Fastest way to fill histogram with for loop

Dusj · August 9, 2016, 4:22am

Hi there,

I’m trying to optimize my python code because it feels quite slow.

So in principal I am looping over a Root file with a TTree containing several branches (10GB).
If I draw a 1D histogram of “ADCEnergy” (array of size 2) it takes 4-5 seconds and the total number of entries is 3.5 million.

In my small python script I’m basically doing the same, except for some cuts, however it takes 77 seconds.

file = ROOT.TFile.Open('SomeFile.root', 'read')
Tree = file.Get('tree')
hist1D = ROOT.TH1F('Name', 'Time; ADC Energy [keV]; Events',200, 0, 10000)
canv= ROOT.TCanvas()

Tree.SetBranchStatus('*', 0)
Tree.SetBranchStatus('Par1', 1)
Tree.SetBranchStatus('Par2', 1)
Tree.SetBranchStatus('Par3', 1)
Tree.SetBranchStatus('ADCEnergy', 1)

for event in Tree:
    Par1 = event.Par1
    if Par1 <= 0.1 or Par1 >= 0.2:
        continue
        
    Par2 = event.Par2
    if Par2[0] == 0 and Par2[2] == 0 and Par2[3] == 0:
    
        Par3 = event.Par3[0]
        if Par3 > 0 and Par3 != 11:
            Energy = event.ADCEnergy[0]
            hist1D.Fill(Energy)

outputfile = ROOT.TFile('SomeOutputFile.root', 'RECREATE')
hist1D.Write()
hist1D.Draw()
canv.SaveAs('SomePDFFile.pdf','pdf')

Profiling the code leads to this:
ncalls tottime percall cumtime percall filename:lineno(function)
1774819 38.554 0.000 38.554 0.000 ROOT.py:263(TTree__iter_)
1 37.310 37.310 77.711 77.711 testfile.py:3()
1 1.435 1.435 1.460 1.460 ROOT.py:509(__finalSetup)

Is there any way to do it faster? 5s to 77s feels somehow wrong (even the TTree__iter takes 38s though it should be executed in C++, right?).

I tried to use “SetBranchAdress” according to wlav from Iteration over a tree in pyroot - performance issue, but it didn’t work (result is a blank histogram, maybe my syntax is wrong?):

Par1= array('d',[0])
Tree.SetBranchAddress('Par1', Par1)

for event in Tree:
    #Par1 = event.Par1
    if Par1 <= 0.1 or Par1 >= 0.2:
        continue

The branch that is looped over looks like this:

*............................................................................* *Br 35 :ADCEnergy : ADCEnergy[2]/F * *Entries : 1774818 : Total Size= 14240332 bytes File Size = 7896807 * *Baskets : 432 : Basket Size= 52224 bytes Compression= 1.80 * *............................................................................*

Thanks a lot for your help!

Danilo · August 9, 2016, 5:24am

Hi,

given the branch features you shared, the array should be of single precision floating point numbers, i.e.

Par1= array('f',[0])

Cheers,
Danilo

Dusj · August 9, 2016, 6:08am

Thank you! How could I miss that…

I’ve applied this for all cuts and also for the filling parameter and the time spent on my .py has gone down to 2 seconds!
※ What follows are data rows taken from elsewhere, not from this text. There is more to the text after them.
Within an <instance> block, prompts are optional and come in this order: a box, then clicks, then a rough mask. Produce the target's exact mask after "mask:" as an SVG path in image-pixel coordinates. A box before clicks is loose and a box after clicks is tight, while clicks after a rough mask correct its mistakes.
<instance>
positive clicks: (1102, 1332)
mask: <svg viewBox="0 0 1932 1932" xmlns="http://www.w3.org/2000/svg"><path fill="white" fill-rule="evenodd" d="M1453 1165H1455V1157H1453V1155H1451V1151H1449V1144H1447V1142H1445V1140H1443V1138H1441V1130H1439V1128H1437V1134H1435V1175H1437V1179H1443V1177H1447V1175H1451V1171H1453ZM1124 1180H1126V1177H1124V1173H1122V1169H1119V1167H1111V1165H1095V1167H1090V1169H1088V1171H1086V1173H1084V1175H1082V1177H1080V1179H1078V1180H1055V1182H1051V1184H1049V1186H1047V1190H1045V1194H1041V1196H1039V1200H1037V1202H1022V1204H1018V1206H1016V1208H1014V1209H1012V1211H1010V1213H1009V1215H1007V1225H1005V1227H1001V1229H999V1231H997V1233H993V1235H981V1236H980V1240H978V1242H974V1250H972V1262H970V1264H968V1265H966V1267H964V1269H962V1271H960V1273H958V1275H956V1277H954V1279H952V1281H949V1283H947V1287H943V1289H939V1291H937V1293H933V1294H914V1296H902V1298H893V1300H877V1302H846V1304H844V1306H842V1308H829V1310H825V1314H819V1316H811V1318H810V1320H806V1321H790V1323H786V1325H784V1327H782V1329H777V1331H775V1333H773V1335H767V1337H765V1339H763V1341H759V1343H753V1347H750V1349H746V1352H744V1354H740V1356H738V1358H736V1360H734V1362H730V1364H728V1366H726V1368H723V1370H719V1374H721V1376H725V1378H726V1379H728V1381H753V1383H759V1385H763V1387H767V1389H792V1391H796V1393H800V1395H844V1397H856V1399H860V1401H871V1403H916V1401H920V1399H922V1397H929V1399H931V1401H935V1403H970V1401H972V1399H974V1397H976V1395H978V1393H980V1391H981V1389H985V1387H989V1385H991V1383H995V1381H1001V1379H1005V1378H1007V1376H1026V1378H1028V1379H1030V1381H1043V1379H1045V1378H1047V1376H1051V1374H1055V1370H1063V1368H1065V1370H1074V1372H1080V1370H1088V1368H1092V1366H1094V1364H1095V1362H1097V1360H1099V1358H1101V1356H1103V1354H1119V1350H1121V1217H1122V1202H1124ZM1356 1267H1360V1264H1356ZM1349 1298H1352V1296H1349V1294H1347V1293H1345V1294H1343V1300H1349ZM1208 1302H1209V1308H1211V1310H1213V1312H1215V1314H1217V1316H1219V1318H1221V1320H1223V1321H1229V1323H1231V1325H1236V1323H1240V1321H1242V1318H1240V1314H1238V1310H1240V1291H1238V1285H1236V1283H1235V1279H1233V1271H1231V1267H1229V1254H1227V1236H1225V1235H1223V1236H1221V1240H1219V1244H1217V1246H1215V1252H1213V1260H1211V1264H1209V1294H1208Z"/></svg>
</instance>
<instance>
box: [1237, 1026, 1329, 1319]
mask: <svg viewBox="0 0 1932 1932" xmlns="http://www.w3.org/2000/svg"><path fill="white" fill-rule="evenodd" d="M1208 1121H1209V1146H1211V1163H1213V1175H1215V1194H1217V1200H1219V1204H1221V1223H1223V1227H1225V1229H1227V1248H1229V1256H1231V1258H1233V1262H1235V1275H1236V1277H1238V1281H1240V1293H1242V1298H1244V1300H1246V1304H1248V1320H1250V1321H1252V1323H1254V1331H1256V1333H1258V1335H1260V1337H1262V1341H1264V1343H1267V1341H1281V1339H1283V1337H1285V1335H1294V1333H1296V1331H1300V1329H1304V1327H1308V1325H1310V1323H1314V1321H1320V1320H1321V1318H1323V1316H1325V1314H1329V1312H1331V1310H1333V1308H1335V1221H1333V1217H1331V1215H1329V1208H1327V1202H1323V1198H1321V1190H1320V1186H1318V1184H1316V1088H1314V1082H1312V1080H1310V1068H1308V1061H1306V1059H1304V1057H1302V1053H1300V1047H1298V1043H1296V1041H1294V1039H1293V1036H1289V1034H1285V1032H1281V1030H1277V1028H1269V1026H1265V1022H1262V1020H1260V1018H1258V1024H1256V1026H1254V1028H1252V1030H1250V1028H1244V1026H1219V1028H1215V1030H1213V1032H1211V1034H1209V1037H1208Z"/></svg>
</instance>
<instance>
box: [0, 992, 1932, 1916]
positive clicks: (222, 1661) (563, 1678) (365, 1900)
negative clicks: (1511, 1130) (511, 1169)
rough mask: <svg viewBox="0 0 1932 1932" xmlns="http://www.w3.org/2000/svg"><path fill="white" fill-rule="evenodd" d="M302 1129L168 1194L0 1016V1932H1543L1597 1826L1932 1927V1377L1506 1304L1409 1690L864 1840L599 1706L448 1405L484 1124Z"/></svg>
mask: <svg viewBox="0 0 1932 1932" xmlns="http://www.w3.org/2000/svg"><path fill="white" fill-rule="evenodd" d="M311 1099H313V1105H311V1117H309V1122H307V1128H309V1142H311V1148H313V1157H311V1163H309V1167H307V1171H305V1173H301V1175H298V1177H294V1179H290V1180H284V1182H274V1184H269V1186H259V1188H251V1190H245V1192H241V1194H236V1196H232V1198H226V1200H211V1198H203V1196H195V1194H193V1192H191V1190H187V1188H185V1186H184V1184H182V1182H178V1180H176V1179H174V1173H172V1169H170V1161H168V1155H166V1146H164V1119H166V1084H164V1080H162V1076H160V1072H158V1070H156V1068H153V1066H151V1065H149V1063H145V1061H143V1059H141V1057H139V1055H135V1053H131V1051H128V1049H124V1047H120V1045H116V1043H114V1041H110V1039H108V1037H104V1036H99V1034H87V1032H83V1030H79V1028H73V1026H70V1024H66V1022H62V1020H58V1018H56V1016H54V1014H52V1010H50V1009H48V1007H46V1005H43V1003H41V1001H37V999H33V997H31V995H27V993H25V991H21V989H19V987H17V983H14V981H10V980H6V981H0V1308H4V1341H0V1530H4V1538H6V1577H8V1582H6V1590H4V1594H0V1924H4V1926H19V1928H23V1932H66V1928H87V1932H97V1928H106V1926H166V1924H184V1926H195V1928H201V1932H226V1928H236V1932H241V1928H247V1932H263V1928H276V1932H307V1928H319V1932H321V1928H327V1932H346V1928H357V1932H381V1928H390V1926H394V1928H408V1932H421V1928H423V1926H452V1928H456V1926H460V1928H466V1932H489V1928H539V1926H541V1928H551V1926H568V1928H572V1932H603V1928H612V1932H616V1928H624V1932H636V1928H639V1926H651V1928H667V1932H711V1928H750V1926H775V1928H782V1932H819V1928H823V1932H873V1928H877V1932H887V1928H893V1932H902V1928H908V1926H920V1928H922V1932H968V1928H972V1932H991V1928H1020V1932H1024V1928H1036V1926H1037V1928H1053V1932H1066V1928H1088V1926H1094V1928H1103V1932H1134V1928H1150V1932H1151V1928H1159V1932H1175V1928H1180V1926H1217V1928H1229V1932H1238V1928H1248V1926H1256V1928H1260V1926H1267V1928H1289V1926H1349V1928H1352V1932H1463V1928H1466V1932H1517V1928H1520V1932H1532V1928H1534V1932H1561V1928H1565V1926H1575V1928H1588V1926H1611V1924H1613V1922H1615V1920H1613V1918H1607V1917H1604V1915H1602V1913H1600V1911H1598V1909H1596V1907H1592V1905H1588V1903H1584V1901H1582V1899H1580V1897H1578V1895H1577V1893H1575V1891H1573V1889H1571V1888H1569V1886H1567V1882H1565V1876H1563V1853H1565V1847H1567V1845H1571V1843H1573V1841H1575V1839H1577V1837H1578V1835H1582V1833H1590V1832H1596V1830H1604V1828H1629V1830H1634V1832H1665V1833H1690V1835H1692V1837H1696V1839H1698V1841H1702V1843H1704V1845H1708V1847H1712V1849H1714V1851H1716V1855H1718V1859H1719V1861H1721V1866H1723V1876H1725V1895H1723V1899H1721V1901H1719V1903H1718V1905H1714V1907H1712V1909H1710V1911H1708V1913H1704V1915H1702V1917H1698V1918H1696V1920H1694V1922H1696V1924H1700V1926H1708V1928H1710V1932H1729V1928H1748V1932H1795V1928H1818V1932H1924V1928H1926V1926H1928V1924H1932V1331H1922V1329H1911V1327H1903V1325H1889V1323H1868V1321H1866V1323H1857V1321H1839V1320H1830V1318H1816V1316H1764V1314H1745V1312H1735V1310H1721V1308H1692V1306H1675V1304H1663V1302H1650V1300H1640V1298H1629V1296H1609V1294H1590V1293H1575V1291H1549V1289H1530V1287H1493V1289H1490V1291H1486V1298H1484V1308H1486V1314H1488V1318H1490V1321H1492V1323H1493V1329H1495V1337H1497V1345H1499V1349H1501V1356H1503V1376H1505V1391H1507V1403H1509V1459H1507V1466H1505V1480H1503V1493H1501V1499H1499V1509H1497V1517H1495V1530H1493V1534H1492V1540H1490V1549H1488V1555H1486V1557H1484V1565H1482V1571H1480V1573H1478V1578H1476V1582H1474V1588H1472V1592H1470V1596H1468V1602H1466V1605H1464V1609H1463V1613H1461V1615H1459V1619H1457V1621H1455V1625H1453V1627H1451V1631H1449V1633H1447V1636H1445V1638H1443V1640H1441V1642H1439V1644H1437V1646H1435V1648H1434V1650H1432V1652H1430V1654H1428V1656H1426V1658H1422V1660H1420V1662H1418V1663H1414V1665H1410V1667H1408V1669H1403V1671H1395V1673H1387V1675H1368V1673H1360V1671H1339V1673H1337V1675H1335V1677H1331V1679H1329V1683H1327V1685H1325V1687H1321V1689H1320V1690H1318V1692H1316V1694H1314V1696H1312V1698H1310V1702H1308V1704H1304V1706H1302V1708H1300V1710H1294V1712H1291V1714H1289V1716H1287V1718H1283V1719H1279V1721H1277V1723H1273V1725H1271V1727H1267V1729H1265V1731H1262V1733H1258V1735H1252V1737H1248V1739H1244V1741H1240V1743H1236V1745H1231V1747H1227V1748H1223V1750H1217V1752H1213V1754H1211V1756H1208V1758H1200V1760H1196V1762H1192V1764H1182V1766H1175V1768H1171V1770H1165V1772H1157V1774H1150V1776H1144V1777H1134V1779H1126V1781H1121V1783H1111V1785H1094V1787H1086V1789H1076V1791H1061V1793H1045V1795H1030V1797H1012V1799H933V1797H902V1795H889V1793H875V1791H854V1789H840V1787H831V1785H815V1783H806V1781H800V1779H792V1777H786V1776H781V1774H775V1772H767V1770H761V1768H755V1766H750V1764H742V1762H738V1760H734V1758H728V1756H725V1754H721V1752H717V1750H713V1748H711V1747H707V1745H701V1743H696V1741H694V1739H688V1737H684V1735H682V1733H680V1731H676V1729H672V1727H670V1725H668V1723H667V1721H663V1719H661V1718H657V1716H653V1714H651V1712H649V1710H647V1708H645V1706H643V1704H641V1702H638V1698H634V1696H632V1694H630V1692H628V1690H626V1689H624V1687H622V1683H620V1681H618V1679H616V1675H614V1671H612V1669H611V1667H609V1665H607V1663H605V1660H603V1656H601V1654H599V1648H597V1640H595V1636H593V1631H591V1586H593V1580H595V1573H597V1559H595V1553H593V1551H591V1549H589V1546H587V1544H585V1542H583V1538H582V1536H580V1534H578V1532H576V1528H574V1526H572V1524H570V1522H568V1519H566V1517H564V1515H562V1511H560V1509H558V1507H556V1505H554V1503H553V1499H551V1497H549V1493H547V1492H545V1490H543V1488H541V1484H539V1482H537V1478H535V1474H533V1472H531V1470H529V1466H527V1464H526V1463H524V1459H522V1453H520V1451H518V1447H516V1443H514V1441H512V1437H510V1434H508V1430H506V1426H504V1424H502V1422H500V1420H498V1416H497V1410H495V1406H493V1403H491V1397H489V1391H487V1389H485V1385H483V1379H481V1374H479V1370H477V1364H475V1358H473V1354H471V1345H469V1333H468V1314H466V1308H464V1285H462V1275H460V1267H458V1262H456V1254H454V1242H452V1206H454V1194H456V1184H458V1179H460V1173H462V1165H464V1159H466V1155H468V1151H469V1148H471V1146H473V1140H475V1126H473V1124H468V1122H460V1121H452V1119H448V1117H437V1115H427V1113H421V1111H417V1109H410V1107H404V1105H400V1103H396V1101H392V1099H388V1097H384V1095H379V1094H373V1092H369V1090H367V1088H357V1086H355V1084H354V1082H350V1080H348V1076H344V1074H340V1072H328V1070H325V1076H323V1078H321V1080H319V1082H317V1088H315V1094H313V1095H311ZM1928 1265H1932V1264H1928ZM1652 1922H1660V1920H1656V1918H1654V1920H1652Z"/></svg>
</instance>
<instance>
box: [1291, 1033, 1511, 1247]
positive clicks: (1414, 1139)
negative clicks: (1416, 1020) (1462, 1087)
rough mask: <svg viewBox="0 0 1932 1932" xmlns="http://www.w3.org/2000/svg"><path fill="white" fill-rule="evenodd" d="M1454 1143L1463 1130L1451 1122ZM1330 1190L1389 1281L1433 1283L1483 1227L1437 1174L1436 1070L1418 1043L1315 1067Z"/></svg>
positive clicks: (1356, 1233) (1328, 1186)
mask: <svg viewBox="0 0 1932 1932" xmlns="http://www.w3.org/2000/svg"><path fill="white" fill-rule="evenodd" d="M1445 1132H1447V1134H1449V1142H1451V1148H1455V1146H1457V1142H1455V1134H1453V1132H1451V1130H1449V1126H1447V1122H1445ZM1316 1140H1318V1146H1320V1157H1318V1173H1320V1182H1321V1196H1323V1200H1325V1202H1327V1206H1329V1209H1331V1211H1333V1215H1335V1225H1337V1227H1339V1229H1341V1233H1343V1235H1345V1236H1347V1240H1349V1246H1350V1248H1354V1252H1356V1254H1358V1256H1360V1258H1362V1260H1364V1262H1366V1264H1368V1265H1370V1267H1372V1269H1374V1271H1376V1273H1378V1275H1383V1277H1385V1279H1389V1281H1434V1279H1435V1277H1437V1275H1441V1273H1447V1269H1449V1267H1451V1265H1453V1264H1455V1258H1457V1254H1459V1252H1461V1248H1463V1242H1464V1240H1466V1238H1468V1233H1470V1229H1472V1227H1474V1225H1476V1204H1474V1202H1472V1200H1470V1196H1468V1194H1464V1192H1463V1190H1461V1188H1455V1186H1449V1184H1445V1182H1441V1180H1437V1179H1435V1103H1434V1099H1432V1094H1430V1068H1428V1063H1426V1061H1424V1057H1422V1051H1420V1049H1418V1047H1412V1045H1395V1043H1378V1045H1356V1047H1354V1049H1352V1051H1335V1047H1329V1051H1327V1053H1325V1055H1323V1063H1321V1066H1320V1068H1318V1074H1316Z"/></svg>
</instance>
ncalls tottime percall cumtime percall filename:lineno(function)
1774819 31.853 0.000 31.853 0.000 ROOT.py:263(TTree__iter_)
1 2.053 2.053 34.859 34.859 testfile.py:3()

I guess the time for calling ROOT.py can’t be reduced, right?
Is the difference of 32s for pyroot to ~5s for the TBrowser based on the python vs CINT codebasis?

Danilo · September 13, 2016, 8:42am

Hi,

as your profile demonstrate, the iteration of the TTree is the piece of code taking the most runtime. The difference is due to the way in which PyROOT finds the object attributes based on branches names so if you want there is a “codebasis difference”. On the other hand CINT here has nothing to do with anything, this is more the code if TTreeDraw, highly optimised, among other things, to deserialise the minimum amount possible of data.

Starting with ROOT 6.08 (which will be released at the end of the month) this performance hit in PyROOT will be greatly mitigated relying on a technique based on Cling’s JITting capabilities.

Cheers,
D

Dusj · September 13, 2016, 10:03am

Thank you very much for the information!

Actually I’m still using v5.34, which is the standard version used at my computation centre.
Root6 (v6.04) is also available since a few months.
I guess I’ll try to change to v6 then with the new update, because this makes more python and less C++ code possible

wlav · September 15, 2016, 4:36pm

Hi,

and I maintain that the best long-term solution for Python performance (and GIL problems) is PyPy. We recently made great progress thanks to GSoC, but if HEP is interested in high-performance Python, more noise needs to be made to the higher-ups to get support for this work.

I first showed that C+±speeds could be attained using PyPy in 2013!

Cheers,
Wim

Danilo · September 15, 2016, 9:07pm

Hi Wim,

thanks for the reminder. Indeed PyPy is a very promising project and many people are looking forward to hear more about it!

Cheers,
Danilo